More is More: Double Descent and HTE
Since the last essay, I have been percolating over whether double descent also means smaller s.e. for HTE.
Estimating heterogeneous treatment effects involves two goals: accurate out-of-sample prediction of $\hat{\tau}(x)$ and valid inference for functionals like average treatment effects and policy values. Standard practice constrains model complexity through regularization, honest splitting, or careful cross-validation to avoid overfitting (Künzel et al., 2019; Wager & Athey, 2018; Athey & Imbens, 2016). Recent work documents the double descent phenomenon, where test error decreases with model capacity, spikes near the interpolation threshold, then decreases again in the overparameterized regime (Belkin et al., 2019; Nakkiran et al., 2021; Hastie et al., 2022). This second descent occurs because minimum-norm interpolators, which arise naturally from ridgeless regression, generalize well despite fitting training data perfectly (Bartlett et al., 2020).
For estimating CATE, this matters when we have unbiased targets for $\tau(X)$ such as transformed outcomes $Y^* = Y(W/p - (1-W)/(1-p))$ in RCTs or AIPW pseudo-outcomes observationally. With these unbiased labels, estimating $\tau(x)$ becomes a supervised learning problem where double descent applies. Very wide models can reduce approximation error, while the implicit regularization of minimum-norm solutions controls variance. This suggests we may be unnecessarily limiting model capacity in econometric applications.
Influence-function inference remains valid regardless of predictor complexity (Chernozhukov et al., 2018; Kennedy, 2020). When we compute doubly-robust scores and their empirical variance on held-out data, the resulting standard errors maintain proper coverage whether the underlying nuisance functions come from small or overparameterized models, provided the nuisances are estimated consistently. This separation between representation and inference is key.

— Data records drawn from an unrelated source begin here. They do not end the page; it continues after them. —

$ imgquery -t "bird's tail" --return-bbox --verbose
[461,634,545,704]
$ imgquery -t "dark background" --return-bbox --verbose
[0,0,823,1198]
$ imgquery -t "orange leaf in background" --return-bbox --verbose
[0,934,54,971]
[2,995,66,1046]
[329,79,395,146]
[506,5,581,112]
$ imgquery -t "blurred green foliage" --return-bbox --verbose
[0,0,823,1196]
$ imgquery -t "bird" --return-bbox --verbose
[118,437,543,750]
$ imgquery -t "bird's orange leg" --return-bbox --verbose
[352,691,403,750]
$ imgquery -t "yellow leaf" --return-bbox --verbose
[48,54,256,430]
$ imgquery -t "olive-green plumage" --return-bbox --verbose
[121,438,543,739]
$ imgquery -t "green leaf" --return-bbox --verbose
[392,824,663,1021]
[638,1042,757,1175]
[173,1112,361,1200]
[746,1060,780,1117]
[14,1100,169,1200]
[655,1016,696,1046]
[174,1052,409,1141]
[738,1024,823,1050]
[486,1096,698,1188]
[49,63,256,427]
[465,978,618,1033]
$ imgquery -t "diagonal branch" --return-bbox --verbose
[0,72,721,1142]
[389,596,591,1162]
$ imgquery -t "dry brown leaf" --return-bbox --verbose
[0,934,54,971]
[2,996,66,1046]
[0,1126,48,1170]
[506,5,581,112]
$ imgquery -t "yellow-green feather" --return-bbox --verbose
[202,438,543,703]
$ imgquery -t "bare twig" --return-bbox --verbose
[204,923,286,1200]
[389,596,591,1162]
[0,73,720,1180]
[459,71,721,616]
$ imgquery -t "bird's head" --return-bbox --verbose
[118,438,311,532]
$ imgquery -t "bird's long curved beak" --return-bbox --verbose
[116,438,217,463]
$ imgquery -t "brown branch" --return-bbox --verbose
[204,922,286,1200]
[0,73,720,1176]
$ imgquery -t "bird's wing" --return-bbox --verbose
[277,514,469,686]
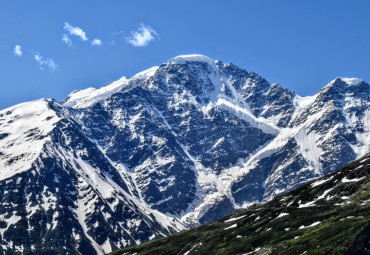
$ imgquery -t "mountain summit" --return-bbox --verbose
[0,55,370,254]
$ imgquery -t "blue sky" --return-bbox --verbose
[0,0,370,109]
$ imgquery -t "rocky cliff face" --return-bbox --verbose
[0,55,370,254]
[112,154,370,255]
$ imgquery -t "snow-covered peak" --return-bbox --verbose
[130,66,159,80]
[166,54,216,66]
[338,77,363,86]
[0,99,60,180]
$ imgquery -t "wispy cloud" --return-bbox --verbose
[126,24,158,47]
[13,45,23,57]
[91,38,102,46]
[33,53,58,71]
[64,22,89,41]
[62,34,72,47]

We can use width for a better approximation of $\tau(x)$ while maintaining econometric rigor through orthogonal scores.
We demonstrate this through a simulation with strict data separation: $n=400$ training, $n=2500$ validation, $n=4000$ test samples. The true treatment effect function is constructed from cosine features in the tail of a large Random Fourier Feature (RFF) dictionary (indices 1500-1539), designed so small models cannot capture these components while sufficiently wide models can. Using ridgeless regression on RFF with minimum-norm solutions and no ridge penalty, we select capacity $M^{*}$ by minimizing validation MSE on the transformed outcome. The validation curve exhibits the expected pattern. Performance improves with capacity, deteriorates approaching $M \approx 400$ (the training sample size), then improves again beyond this interpolation threshold. The selected capacity $M^{*} = 1800$ lies in the overparameterized regime.

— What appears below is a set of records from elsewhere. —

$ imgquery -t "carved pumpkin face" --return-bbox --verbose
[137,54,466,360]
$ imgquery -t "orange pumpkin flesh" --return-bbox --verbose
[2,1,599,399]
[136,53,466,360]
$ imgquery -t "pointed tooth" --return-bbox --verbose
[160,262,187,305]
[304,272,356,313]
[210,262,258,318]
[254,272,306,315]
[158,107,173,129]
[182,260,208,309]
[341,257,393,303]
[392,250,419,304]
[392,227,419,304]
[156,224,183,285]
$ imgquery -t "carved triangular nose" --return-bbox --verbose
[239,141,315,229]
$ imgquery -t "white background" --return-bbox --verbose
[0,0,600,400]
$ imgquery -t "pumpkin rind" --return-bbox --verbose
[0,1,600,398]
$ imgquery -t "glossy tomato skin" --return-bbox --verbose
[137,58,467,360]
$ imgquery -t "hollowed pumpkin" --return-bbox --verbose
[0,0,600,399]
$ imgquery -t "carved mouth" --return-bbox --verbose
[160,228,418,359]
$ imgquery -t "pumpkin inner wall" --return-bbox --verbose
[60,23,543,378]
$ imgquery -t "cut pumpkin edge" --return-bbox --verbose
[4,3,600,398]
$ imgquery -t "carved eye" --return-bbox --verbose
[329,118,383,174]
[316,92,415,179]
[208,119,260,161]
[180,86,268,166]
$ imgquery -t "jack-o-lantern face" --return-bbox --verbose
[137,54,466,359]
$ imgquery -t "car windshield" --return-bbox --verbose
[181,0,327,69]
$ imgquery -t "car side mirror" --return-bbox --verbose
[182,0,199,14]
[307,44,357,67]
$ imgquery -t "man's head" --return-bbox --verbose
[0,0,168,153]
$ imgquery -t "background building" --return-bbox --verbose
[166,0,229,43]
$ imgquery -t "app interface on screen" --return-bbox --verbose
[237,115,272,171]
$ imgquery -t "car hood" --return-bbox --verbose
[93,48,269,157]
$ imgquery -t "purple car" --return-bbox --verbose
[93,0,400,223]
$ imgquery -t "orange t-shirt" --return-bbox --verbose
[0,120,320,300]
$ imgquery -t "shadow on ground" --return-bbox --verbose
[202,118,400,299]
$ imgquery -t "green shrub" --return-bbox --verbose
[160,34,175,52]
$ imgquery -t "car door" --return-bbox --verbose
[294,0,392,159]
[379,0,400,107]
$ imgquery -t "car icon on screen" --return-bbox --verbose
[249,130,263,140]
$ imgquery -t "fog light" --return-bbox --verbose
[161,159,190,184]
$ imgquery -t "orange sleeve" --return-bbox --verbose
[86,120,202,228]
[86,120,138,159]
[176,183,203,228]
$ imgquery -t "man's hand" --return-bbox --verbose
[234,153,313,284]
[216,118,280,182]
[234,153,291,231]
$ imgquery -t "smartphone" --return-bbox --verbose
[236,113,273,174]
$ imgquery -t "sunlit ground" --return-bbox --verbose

On the held-out test set, the wide model achieves MSE of 0.02198 versus 0.02440 for a pre-specified small model ($M=32$), a 10% improvement in predictive accuracy. For inference, we compute doubly-robust scores for functionals using nuisance functions fit only on training data. The resulting standard errors are 0.00312 for the ATE (versus 0.00342 for the small model) and 0.00449 for a subgroup ATE where $X_1 > 0$ (versus 0.00474). Both models produce valid confidence intervals; the SE reductions reflect lower score variance from more accurate nuisance estimates.
When unbiased targets for $\tau(X)$ are available, wide models selected on validation data can improve prediction without sacrificing inference. The orthogonal score framework with influence functions computed on held-out data (or through cross-fitting) provides valid uncertainty quantification regardless of model capacity, assuming consistent nuisance estimation (Chernozhukov et al., 2018). For pointwise CATE uncertainty, smoothed local functionals with influence functions or honest last-layer approaches remain appropriate.

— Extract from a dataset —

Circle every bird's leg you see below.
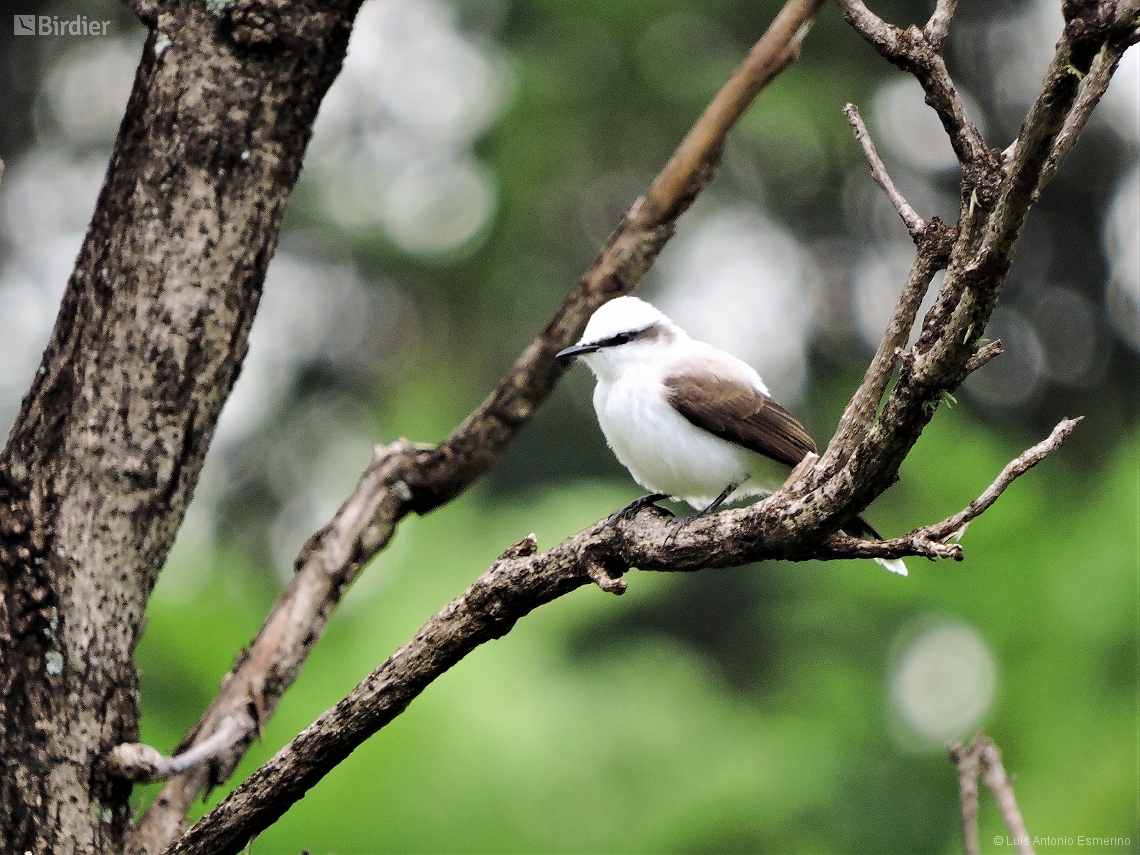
[663,483,740,546]
[603,492,669,528]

By stopping at traditional complexity bounds, we leave predictive performance unrealized. For the class of models exhibiting benign overfitting (like minimum-norm RFF interpolators demonstrated here), the second descent regime offers improvements in treatment effect estimation while our existing inference machinery continues to deliver valid standard errors through orthogonal scores, influence functions, and cross-fitting. Overparameterization and rigorous inference are complements, not substitutes.